Before GPS, you could get directions via a navigation hotline. 1963

    by XGramatik

    10 Comments

    1. Knowing I only remember the first couple of turns someone tells me when I ask for directions I’d be calling these folks back….a lot. 😝 Pen and paper wouldn’t help as I can’t read my own writing either.

      …I’d also be even more lost as I’d have to go find a phone booth…nightmare! 🤓

    2. That’s a map of the Netherlands. I can only assume the calls were coming from the Netherlands and not New York.

    3. froggertthewise on

      I imagine most of these conversations started with at least 15 minutes of someone being unable to communicate their current location.
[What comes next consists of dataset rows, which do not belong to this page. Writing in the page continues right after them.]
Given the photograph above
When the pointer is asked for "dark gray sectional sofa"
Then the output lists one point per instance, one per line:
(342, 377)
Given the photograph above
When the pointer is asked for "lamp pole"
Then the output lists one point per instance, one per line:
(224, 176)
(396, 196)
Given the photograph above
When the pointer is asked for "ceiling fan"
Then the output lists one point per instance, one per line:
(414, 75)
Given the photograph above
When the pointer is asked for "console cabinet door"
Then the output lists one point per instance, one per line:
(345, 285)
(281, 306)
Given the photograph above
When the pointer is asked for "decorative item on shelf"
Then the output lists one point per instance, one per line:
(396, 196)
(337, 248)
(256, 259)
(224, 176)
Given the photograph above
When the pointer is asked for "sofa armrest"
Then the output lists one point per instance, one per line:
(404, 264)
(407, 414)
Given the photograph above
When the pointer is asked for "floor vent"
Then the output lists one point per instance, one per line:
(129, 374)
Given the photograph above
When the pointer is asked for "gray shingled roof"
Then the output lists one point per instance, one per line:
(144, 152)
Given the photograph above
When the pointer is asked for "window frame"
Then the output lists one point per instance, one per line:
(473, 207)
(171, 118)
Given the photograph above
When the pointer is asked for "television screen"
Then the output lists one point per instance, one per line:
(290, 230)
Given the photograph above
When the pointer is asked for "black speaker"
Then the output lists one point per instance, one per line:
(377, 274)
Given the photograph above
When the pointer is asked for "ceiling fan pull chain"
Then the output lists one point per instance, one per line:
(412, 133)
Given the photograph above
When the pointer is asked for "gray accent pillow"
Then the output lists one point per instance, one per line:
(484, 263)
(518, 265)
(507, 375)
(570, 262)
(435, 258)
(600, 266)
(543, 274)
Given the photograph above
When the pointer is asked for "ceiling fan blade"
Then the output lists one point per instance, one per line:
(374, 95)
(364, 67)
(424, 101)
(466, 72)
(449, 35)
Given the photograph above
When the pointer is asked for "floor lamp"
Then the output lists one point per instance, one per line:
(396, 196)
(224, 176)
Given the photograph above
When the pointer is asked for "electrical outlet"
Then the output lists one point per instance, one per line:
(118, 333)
    4. — “Hello? I need help. ”

      — “Hello. Where are you?”

      — “I don’t know, i am somewhere!”

      — “What do you see?”

      — “I see a store”

      — “where do you need to go?”

      — “home”

      — “where’s home?”

      — “i don’t know”

    5. We used to call or mail the AA with a route we needed to do and they would calculate and mail a printed copy of the route for you to use. Then we had things like Autoroute on the PC so we could do this ourselves and print it out. I thought I was the tech king when I had a PocketPc connected to a GPS receiver in the car so I could navigate with TomTom.

    6. Prestigious-Case936 on

      Even better some automobile associations could also provide “pilots” who would meet you somewhere in their car and you would follow them in your car to the destination you designated. I used it once when I transferred interstate as a teenager. We are talking late 1980’s. Seriously I am not making this up.